Any suggestions would be deeply appreciated~

leeyegy commented 2 years ago

Environment: CUDA-10.0 GCC-7.3 Torch-1.8

leeyegy commented 2 years ago

This task is operated on a single V100.

yuxumin commented 2 years ago

Hi, did the error occur in the linearSVM evaluation?

leeyegy commented 2 years ago

Yes, I believe so. When I comment out the line of linearSVM evaluation, the segmentation fault doesn't happen.

yuxumin commented 2 years ago

It happened when i trained the model on Nvidia 3090 but everything goes well when i use Nvidia 2080Ti.

leeyegy commented 2 years ago

ORZ. does it mean that only 2080ti is supported so far? It's so unfortunate because V100s are all I have.

yuxumin commented 2 years ago

Emmm. In fact, the SVM evaluation in MPM pre-training is just a hint of whether the Transformer is well trained. (We use the results of linearSVM to tune the pipeline) I think it doesn't matter to pre-train the Point-BERT without LinearSVM evaluation. Set --val_freq 500 to avoid evaluation during your training and save the time for MPM training.

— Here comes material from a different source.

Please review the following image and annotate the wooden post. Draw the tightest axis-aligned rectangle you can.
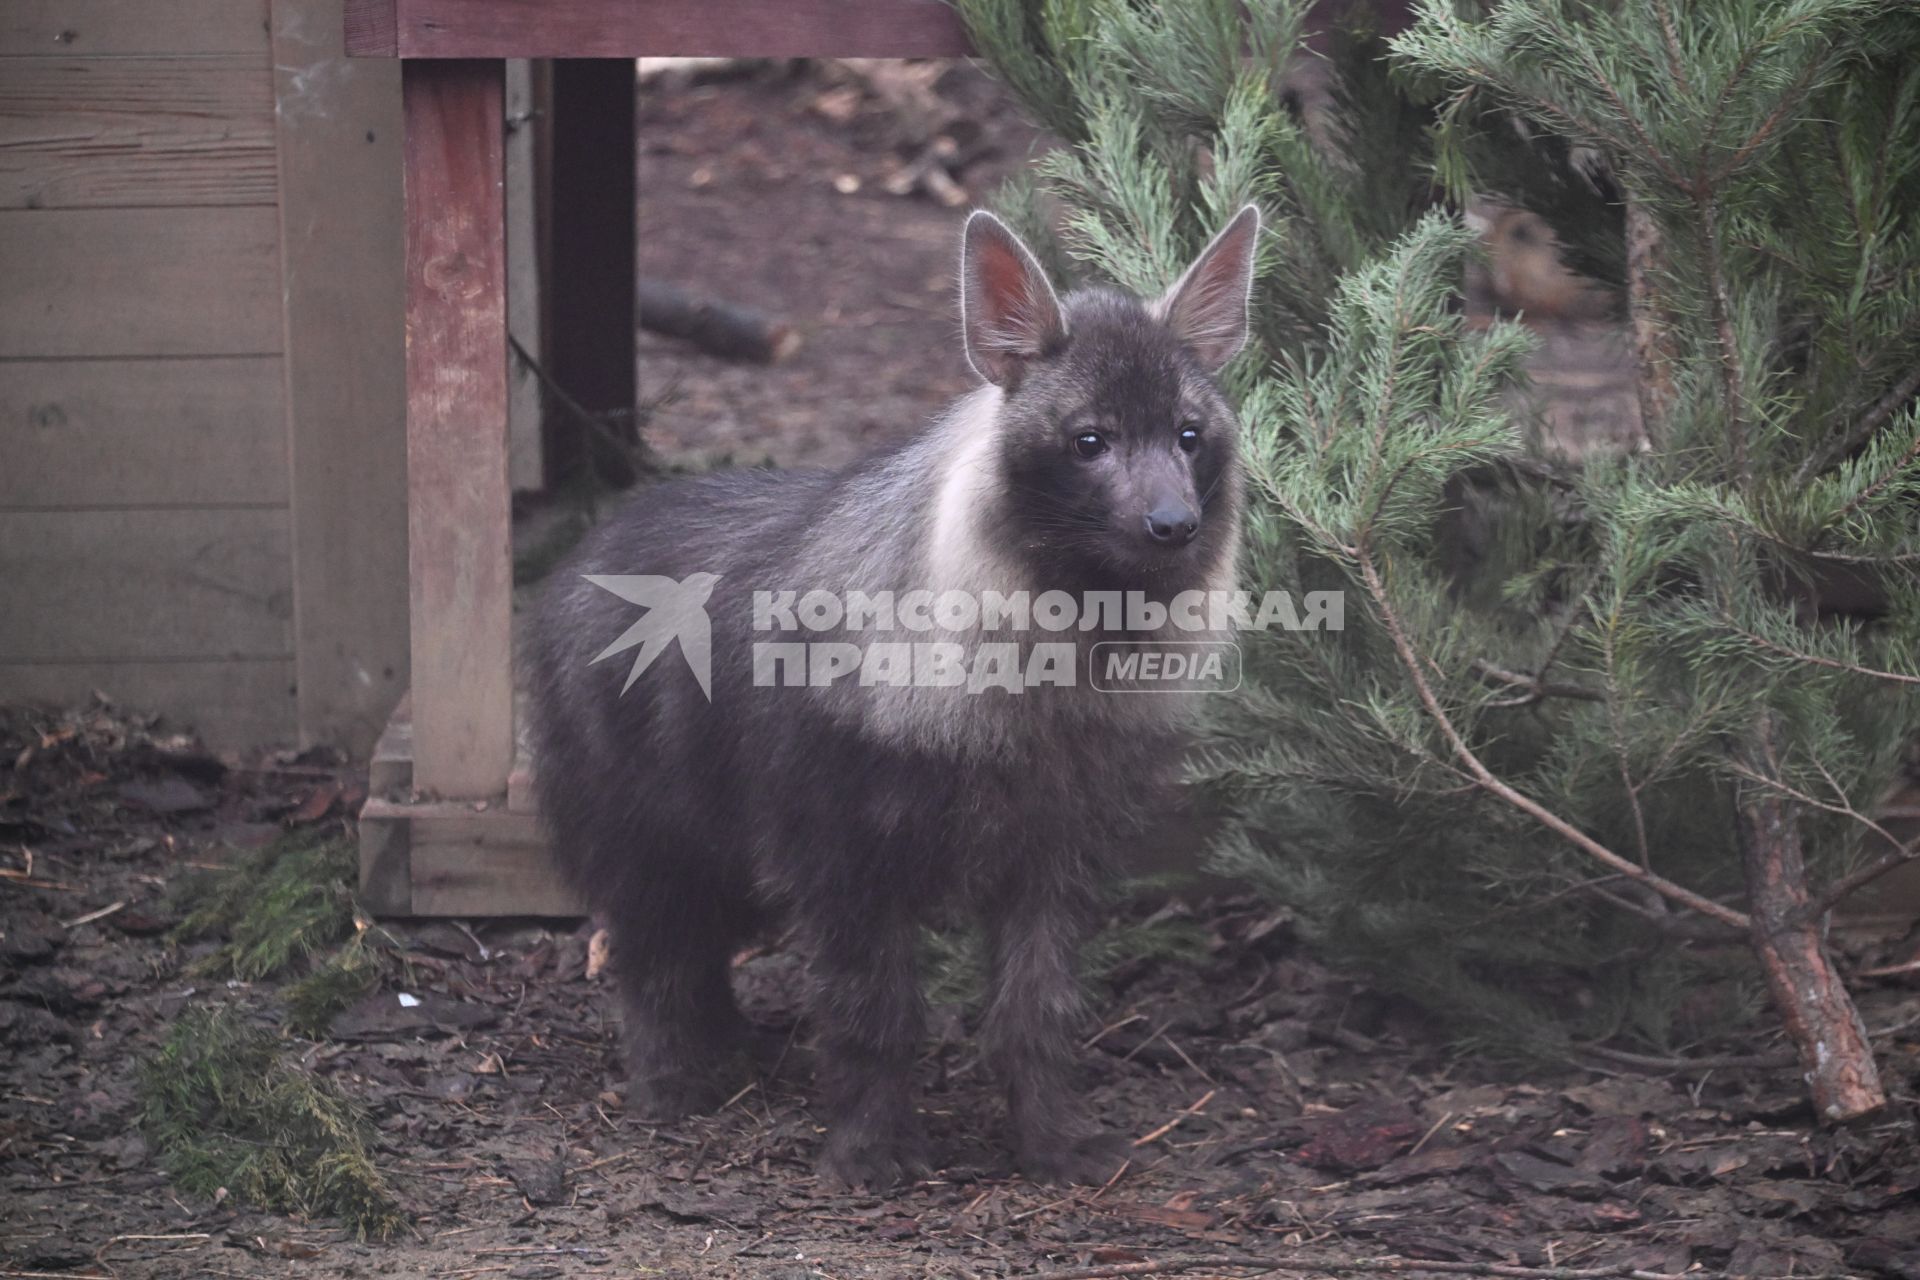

leeyegy commented 2 years ago

It seems that this is the fastest solution. Thanks for your patience a lot.

wulalala1999 commented 2 years ago

I use cuda11.2 torch1.7.0+cu110 torchvision0.8.1+cu110 on NVIDIA 3090 and the linearSVM can work well.

bhavyagoyal commented 2 years ago

@yuxumin I am also facing segmentation fault error during linearSVM evaluation (I am using A100 gpu with cuda 11.3). Were you able to debug this issue?